Mavs Hit 'Rick-Bottom' In OT Loss To Hornets
DALLAS (105.3 THE FAN) - Rick Carlisle says misfortune is coming 'in waves.' Mark Cuban says the misfortune is his fault because he's 'tried for 13 years to fix the officiating in this league and I have failed miserably.' Elton Brand says Hornets 99, Mavs 96 marks 'rock-bottom.' Dallas is a quote machine - and an OT-loss machine, too.
The Dallas Mavericks began the day with optimism as Saturday marked the season debut of Dirk Nowitzki in the starting lineup.
But the day ended with "rock-bottom'' frustration -- a term Brand and coach Rick Carlisle conceded was accurate -- after the Mavs tied an NBA record with a 10th straight overtime loss (seven this season) in the form of a 99-96 home loss to a poor New Orleans team.
Dallas is now 13-21 and hopes of maintaining the 12-year streak of qualifying for the playoffs are slipping.
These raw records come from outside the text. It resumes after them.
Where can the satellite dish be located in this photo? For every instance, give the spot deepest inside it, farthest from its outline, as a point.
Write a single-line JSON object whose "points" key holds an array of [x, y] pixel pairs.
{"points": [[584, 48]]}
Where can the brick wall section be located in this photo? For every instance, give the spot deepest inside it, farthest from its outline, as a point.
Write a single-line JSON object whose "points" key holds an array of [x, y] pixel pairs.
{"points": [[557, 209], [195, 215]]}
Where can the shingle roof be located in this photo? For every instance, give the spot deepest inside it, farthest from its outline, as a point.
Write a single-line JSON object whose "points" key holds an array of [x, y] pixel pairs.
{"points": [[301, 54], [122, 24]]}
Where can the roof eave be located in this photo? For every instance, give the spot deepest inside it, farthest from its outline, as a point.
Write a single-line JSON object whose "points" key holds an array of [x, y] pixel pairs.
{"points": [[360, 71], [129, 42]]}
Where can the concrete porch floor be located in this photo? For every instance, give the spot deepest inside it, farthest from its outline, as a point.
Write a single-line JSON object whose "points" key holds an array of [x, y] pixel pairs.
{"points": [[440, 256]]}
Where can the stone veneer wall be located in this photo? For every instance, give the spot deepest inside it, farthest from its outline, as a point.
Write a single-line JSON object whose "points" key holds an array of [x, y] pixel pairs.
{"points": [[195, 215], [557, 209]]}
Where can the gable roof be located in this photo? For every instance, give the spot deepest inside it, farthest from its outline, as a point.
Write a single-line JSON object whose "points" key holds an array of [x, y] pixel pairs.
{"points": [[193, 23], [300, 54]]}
"I think it's going to take us some time,'' said Nowitzki, who played 34 minutes and scored a team-high 20 points after having been a reserve in his first six games following missing the first 27 games due to arthroscopic knee surgery. "Unfortunately we don't really have (time) since we're so far behind the eight spot."
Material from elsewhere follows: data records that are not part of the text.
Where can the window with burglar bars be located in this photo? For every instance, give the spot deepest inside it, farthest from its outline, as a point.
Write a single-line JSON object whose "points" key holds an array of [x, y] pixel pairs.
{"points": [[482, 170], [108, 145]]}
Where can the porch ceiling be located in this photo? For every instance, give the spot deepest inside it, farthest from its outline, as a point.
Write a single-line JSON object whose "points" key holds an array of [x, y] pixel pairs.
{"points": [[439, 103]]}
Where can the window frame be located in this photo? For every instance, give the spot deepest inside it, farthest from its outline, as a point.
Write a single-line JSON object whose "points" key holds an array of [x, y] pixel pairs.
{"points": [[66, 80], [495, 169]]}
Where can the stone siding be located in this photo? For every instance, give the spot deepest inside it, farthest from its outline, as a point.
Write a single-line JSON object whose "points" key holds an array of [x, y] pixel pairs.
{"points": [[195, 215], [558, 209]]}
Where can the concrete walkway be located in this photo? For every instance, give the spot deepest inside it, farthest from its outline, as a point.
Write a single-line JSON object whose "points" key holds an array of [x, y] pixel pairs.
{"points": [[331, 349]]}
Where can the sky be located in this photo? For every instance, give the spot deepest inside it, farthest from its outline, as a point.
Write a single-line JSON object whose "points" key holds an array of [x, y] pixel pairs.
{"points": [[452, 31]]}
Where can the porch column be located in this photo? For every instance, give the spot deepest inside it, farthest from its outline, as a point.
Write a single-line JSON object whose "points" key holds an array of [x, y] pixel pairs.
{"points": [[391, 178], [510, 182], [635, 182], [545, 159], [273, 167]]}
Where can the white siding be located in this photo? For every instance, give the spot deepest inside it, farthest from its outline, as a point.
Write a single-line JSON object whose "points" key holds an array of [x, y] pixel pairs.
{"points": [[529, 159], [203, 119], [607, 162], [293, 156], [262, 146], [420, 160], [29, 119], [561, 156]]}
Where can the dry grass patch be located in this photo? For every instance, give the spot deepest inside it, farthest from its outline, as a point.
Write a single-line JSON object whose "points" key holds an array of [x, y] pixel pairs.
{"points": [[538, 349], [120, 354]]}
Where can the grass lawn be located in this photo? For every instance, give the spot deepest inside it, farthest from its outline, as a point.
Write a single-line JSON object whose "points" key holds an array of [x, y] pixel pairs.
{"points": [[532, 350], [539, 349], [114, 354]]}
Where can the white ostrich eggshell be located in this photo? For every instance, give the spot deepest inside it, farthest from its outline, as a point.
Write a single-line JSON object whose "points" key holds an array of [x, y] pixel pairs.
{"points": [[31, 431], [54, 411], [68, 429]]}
The Hornets came into the game with a 7-25 record, reason enough for Dallas to not fall behind this team. But execution failures down the stretch doomed the home team. And if you believe owner Mark Cuban, poor officiating did the same.
"I'm sorry, NBA fans,'' Cuban tweeted almost immediately after the game. "I've tried for 13 years to fix the officiating in this league and I have failed miserably. Any suggestions? I need help."
This week marked Cuban's anniversary of having purchased the franchise, and rarely has it needed as much help as it now seems.
Veteran Shawn Marion blames crummy defense (Greivis Vasquez had 15 of his 25 points in the fourth quarter for the Hornets, just one example).
"We can't guard nobody,'' Marion said. "We've got to step up and contain guys and make them do something that they're not comfortable doing. And if we don't do that we're going to have problems."
Officiating? Dallas may have not liked the call when Eric Gordon completed a three-point play with 4.7 seconds left in overtime as refs called a foul on Darren Collison. The Mavs also disagreed on an odd circumstance to end regulation when O.J. Mayo was beyond the 3-point line and lining up a shot when an airborne Gordon made contact with Mayo and/or the ball, knocking the ball loose.
Instead of a foul, officials called it a kicked ball.
But how about just blaming the Mavs themselves? After the kicked-ball call, they had one more shot at a win in regulation and missed it, they failed repeatedly to make a clutch shot in the final minutes, and even suffered from Dirk missing a free throw with 18 seconds left in regulation that would have put the Mavericks ahead by a point.
"Well I feel a lot of things,'' Carlisle said of his rock-bottom-related emotions. "This sucks and there's no other way to explain it more than that. Every loss hurts. ... Things like this come in waves. There will be more of these.''
That is an almost intolerable fate. The misguided belief that officiating is to blame? The fear that bad habits are beyond fixing? "Every loss hurts,'' yes. But the losses in OT, at home, to lousy teams? Those are the sort of things that "come in waves'' in a way that threaten to make this team a second-half-of-the-season non-contender. That's what Nowitzki is hinting at when he notes the importance of this loss.